StellarGraph

Model.fit not finishing

I am trying to train a model using Graph Sage and my training never completes. I reduced the size of graph to ~330K nodes and 4.7M edges. Running

history = model.fit(
    train_gen,
    epochs=epochs,
    verbose=2,
    use_multiprocessing=False,
    workers=50,
    shuffle=True,
)

is stuck at

Train for 106508 steps
Epoch 1/5

for hours (during the last attempt it was stuck for 10h). Is there a limit on the size of graph? I don’t understand why training is so slow.

Edit: I significantly reduced the input data set size and the edge types. The graph now has ~70K nodes and 250K edges. using num_samples=[5,2] and [10,10] for layers ends up with training time of 3min per epoch. I am also not noticing any improvements when changing workers parameter. Using workers 2 or 100 results in the same performance. Are there any performance benchmarks for Graph Sage or am I doing something wrong that results in bad performance?

Hi, thanks for investigating and trying some things.

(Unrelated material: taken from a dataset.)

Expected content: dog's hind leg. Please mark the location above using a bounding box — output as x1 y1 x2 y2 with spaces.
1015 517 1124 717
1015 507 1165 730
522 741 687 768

It’d help to have a bit more information about the various inputs to the training:

  1. Which version of StellarGraph? (print(stellargraph.__version__) or pip freeze can confirm this)
  2. A summary of the graph node features (graph.info() shows the dimension and type, which should be enough for this)
  3. How the GraphSAGE...Generator generator is constructed?
  4. How the train_gen input is constructed (specifically, the size of the training data)?
  5. How the GraphSAGE model is constructed?

If you’re able and comfortable to share, we’d be happy to look at the whole code and even the data.

Also, we’ve recently made the feature sampling required for GraphSAGE much faster on the development branch (#1225), which makes some configurations of GraphSAGE noticeably faster. You can try this by cloning the repository and installing from there, or by installing from the repository with pip directly:

pip install git+https://github.com/stellargraph/stellargraph.git

Let us know what you find and we can work from there.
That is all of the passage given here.